← All Articles

Tools of the new data centre

Khash SajadiKhash Sajadi
Jan 19th 15Updated Jul 26th 17

Scripting Everything!

Everybody knows the benefits of having a scripted infrastructure. Tools like Chef, Puppet, Ansible or SaltStack all help you with scripting your infrastructure.

You can go further and say not only scripting infrastructure is the right way to go but immutable infrastructure is what we need: re-creatable and disposable infrastructure where you don’t modify the state of infrastructure to reflect outside change, but build it again every time from scratch.

Although I agree with both of the above practices, I think this model is broken and is breaking even more every day.
To explain why I think that, it's better if we align our understanding of the definition of “datacenter”, or more precisely its evolution over time and what I call the “New Datacenter”

The New Datacentre

There was a time when your datacenter was where your servers were in your rack and in your own building. You had to arrange for the power, cooling and network to be built for your datacenter needs. Overtime this changed: after a while it was still your servers, but in somebody else's rack and their building.
Nowadays with cloud, none of it is “yours”, and this goes beyond who’s asset sheet all of this is written on, but who is “responsible” for it. In the IaaS world, it certainly is not us anymore, and everybody is thankful for that.

I believe this goes beyond the servers, disks and network:
If you think about datacenter as the infrastructure that powers your application, naturally you have to think about everything that makes the application work but is not part of the code.

Services like hosted source control providers, database as a service, storage services, error handling services, alerts and notification providers and much more all power our applications and I would consider all of those part of the New Datacenter.

Scripting is broken

So why is infrastructure scripting broken? In an ideal world you write a bunch of scripts that define your infrastructure and get you from nothing to A, where your app is up and running. After that you have to react to changes happening around you: code changes, version updates and new business requirements that mean writing migration scripts to take you from A to B and B to C.

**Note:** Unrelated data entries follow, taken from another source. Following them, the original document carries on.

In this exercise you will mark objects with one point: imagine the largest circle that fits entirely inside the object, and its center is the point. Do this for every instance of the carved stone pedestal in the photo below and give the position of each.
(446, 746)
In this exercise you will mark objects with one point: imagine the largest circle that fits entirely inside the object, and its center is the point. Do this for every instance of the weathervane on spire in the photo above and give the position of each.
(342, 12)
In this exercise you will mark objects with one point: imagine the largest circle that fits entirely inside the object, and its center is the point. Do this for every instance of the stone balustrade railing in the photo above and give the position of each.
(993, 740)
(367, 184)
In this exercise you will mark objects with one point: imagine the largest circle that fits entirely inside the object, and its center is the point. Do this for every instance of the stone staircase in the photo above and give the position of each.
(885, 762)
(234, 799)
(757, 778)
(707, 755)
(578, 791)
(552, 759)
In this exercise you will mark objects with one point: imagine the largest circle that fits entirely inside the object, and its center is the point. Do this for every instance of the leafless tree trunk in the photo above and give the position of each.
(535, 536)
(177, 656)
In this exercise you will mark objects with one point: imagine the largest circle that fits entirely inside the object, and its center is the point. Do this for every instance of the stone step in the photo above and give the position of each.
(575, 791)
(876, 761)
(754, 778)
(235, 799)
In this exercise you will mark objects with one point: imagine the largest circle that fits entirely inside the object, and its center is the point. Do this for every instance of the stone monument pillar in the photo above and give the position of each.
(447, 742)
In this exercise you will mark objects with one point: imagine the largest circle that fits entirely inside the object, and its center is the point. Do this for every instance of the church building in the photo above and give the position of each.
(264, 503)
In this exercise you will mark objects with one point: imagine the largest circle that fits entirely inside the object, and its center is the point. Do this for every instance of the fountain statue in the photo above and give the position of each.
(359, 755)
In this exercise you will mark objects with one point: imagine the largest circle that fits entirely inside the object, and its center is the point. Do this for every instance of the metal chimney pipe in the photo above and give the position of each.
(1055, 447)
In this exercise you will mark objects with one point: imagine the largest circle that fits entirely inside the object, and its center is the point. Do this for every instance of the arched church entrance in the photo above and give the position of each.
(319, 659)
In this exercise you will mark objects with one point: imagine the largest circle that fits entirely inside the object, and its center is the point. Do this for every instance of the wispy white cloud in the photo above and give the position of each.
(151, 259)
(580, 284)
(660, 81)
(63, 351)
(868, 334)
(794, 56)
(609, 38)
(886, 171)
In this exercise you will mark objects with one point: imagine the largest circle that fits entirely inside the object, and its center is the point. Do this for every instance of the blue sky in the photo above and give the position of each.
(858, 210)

Even if you and your team are extremely disciplined and keep your scripts clean and up-to-date, there's always a high chance of scripts not working when you run them next time. Not because your scripts are broken but because of all of the external dependencies you cannot control: Linux Kernel updates from your cloud provider, apt repository changes or new library releases with loose dependency definitions are just a few that you cannot control and nobody warns you about so you can prepare for. They always get you at the worst time possible: when there is a fire.

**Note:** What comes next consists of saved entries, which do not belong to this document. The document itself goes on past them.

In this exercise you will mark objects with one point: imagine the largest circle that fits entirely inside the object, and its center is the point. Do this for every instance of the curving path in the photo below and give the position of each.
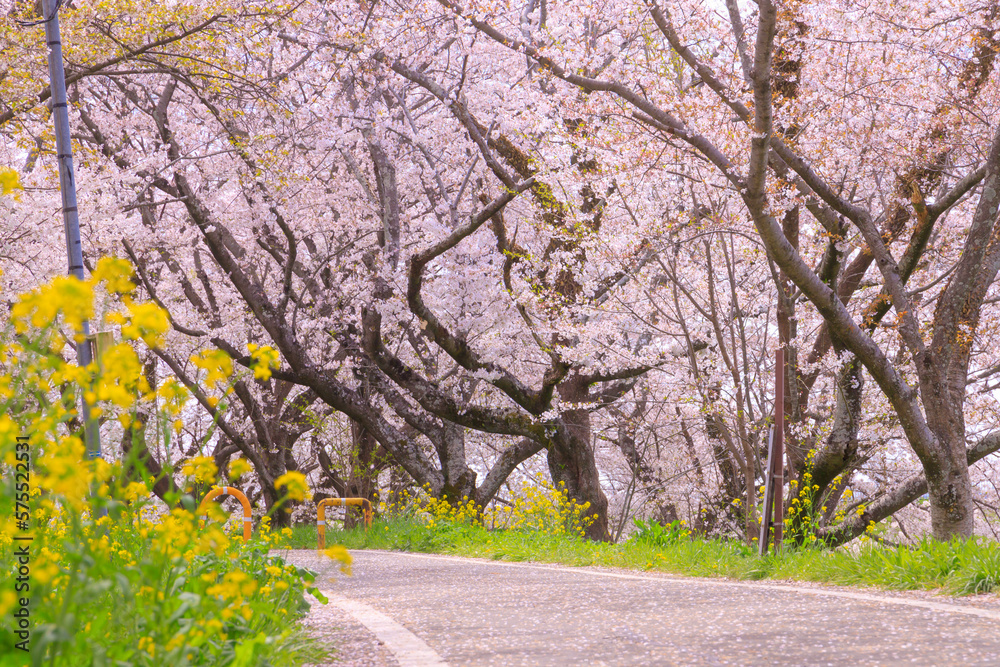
(434, 610)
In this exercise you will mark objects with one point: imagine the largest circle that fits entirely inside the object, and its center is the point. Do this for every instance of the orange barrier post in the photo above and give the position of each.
(235, 493)
(336, 502)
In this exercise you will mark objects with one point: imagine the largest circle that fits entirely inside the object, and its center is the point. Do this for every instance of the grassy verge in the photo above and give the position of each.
(957, 567)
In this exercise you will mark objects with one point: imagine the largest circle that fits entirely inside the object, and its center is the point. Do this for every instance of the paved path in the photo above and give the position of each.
(429, 610)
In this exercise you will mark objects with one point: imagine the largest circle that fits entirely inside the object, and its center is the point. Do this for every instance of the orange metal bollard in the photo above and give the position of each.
(235, 493)
(336, 502)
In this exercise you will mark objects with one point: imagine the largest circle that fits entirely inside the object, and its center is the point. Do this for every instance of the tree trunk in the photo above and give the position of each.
(571, 460)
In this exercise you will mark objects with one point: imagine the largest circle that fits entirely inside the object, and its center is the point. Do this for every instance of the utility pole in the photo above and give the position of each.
(67, 188)
(773, 512)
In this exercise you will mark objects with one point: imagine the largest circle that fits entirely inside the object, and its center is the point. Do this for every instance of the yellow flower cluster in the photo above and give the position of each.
(544, 507)
(9, 181)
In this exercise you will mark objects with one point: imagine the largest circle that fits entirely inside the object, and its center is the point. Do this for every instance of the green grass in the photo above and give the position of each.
(959, 567)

As the number of external dependencies in the new datacenter grows the probability of your scripts breaking grows with it. As we lose full control over the entire stack, we are going to risk being more exposed to unwanted and unannounced changes we are not prepared for. Legal SLAs and contract based development is not going to solve most of those issues either.

Scripting languages like Chef and Puppet have their roots in pre-cloud days and are great tools to describe our desired infrastructure. But as we buy more of our infrastructure as services, scripting our desires is going to mean less and less and therefore the old tools that were suitable for the days of full stack control are not going to cut it anymore.

When I look at our customers and how we help them grow and stay up and running I see that what we do is not writing clever scripts or making sure that they are up-to-date. Instead what we do is to be on top of the changes that are happening in this growing network of external dependencies and make sure everything we do is always compatible with the rest of what our customers use. By being ahead of our customers we can be sure that the next time they are going to scale or rebuild their servers, they can do this without being caught out by a broken image or out of date library.

Building tools for humans

For a large part, this is not a problem to be solved by automation. There is a limit to what computers and automation can do. The rest lies with standards, documentation, agreements and contracts, but most importantly applying human intelligence when all else doesn’t work. That is why as the number of nodes in our networks of interdependent infrastructure components grow so will our dependence on human intelligence to identify and resolve issues. And that is an expensive problem to solve.

The tools of the new datacenter are not only automation tools that are built for the cloud era or runtime bundled containers, but those that make it easier for humans to detect and rectify issues at a larger scale and at a cost that doesn’t grow linear to the size of the infrastructure.

The sooner we leave the world of scripting, the better we can all embrace the true power of elastic infrastructure as a service!